Der frühere FPÖ-Sozialsprecher und
Vize-Generaldirektor der Pensionsversicherungsanstalt Reinhart Gaugg
ist mit seinem Versuch, eine ihm angeblich zugesagte "Rente" der FPÖ
einzuklagen, gescheitert. Das Oberlandesgericht Wien gab der Berufung
der FPÖ vollinhaltlich statt und hob das erstinstanzliche Urteil auf,
mit dem Gaugg 353.000 Euro zugesprochen worden waren, berichtete die
"Wiener Zeitung" (Dienstag-Ausgabe) unter Berufung auf
FPÖ-Justizsprecher Peter Fichtenbauer.
Schriftliches Urteil.
Gaugg muss laut "Wiener Zeitung" insgesamt rund 150.000
Euro an die FPÖ, Ex-Parteichefin Susanne Riess-Passer sowie den
ehemaligen FPÖ-Generalsekretär Karl Schweitzer - die sich als
Nebenintervenienten dem Verfahren angeschlossen hatten - überweisen.

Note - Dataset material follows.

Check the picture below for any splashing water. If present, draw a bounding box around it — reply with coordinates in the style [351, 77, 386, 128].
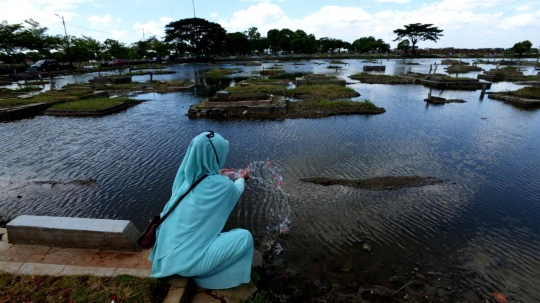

Zum Rechtsmittel der ordentlichen Revision kann Gaugg nicht
greifen, diese hat das OLG in seinem schriftlichen Urteil
ausgeschlossen. Offen stünde nur noch der Weg der - in der Regel
wenig erfolgreichen - außerordentlichen Revision. Gauggs Anwältin war
Montag Nachmittag nicht zu erreichen.
Der Hintergrund des Rechtsstreits: Gaugg hatte behauptet, die FPÖ
habe ihm im Jahr 2002 eine "Rente" von monatlich 10.000 Euro dafür
zugesagt, dass er - nachdem er betrunken in eine Alkohol-Kontrolle
getappt war - auf seine PVA-Funktion und sein Abgeordnetenmandat
verzichtete. Die FPÖ - auch die frühere Parteichefin Susanne
Riess-Passer - bestritt dies. Aber die Partei hatte bis Anfang 2004
115.000 Euro an Gaugg überwiesen.
Geld zugesprochen.
In erster Instanz war Gaugg erfolgreich. Richter Hans Sperl vom
Wiener Landesgericht für Zivilrechtssachen sprach ihm im Juli 2006
352.500 Euro zu - nämlich 10.000 Euro für die Monate von August 2002
bis Mai 2006 abzüglich der von der FPÖ geleisteten Zahlungen.